The goal of this repo is to show a somewhat contrived example of a data engineering ETL pipeline. Although it is contrived it will also exaggerate in places maybe taking unnecessary steps for the sake of demonstrating some import aspect of data engineering or technology that wouldn't be covered otherwise.
We will be scraping and streaming data engineer job postings so we can perform analysis on what companies look for when hiring data engineers.
Here we are working with job postings. We are using Indeed.com for no particular reason. We are scraping using Selenium, Firefox, and BeautifulSoup.
We are starting by sending the url we scraped in the previous step and publishing these to a Kafka topic. This allows us to decouple processing each url from grabbing the urls. This also gives us flexibility to create multiple processes off the first step of grabbing the url.
We are then creating flat files. These would usually be in an object storage layer like S3 or Cloud Storage but local files work fine as well. We are saving these as text files. One improvement to this example/demo would be to use Spark or Dask to read from the kafka stream and create parquet files.
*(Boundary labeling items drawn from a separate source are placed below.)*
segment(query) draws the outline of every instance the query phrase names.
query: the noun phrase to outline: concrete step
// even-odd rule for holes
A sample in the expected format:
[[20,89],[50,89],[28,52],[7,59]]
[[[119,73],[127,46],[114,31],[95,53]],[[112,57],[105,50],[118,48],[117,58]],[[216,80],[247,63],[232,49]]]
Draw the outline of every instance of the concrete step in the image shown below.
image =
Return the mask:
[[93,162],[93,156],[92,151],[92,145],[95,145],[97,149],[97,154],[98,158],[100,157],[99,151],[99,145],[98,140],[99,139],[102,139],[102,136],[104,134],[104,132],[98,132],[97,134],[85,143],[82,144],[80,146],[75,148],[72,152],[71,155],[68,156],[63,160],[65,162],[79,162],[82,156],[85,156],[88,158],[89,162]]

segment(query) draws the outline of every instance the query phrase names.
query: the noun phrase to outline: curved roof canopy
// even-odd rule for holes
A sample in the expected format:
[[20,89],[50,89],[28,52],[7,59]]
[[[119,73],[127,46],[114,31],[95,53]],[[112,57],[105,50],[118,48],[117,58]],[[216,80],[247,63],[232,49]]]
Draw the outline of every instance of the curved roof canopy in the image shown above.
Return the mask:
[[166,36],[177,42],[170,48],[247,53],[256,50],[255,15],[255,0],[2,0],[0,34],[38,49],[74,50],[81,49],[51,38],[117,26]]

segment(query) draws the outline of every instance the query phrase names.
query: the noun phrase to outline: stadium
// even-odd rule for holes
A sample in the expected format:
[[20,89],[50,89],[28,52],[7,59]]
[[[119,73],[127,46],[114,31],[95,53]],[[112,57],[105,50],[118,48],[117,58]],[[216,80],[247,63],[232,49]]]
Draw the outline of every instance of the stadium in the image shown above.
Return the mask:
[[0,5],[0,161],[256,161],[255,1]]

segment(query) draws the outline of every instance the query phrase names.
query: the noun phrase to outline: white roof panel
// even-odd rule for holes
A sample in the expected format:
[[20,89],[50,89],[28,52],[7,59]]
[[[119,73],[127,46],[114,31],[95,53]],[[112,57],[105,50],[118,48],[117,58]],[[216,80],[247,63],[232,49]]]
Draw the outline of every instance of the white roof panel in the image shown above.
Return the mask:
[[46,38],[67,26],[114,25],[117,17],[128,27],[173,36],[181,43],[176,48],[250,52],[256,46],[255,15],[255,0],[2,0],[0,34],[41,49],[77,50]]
Parquet files are used quite often in data engineering when storing flat files.
There is quite often a warehouse that most analysts and data scientists use most often when querying company or external data. Some options include Redshift, Snowflake, Presto, Big Query or Sql Server. The main draw to this type of system is performance. Time is valuable to an analyst or data scientist so you don't want to be waiting forever for your queries to come back.
We are using an open source offering for our Business Intelligence layer, Redash. Many companies use tools like Tableau, Domo, Looker, etc. for this purpose. I'm a data engineer and although I have aspirations to create beautiful visualizations don't get your hopes up on how good these will look.
Well I can say a few things that are missing from this demo:
- Good logging and alerting. We could use something like DataDog or Cloudwatch or the ELK stack or Prometheus.
- Tests, there are quite a few people I don't want to see this repo because it currently lacks any tests.
- Orchestration! Every step in this could be orchestrated in a DAG using something like Airflow, Prefect, Luigi, etc.
I'm not sure how much I want to hone this example. PRs Welcome!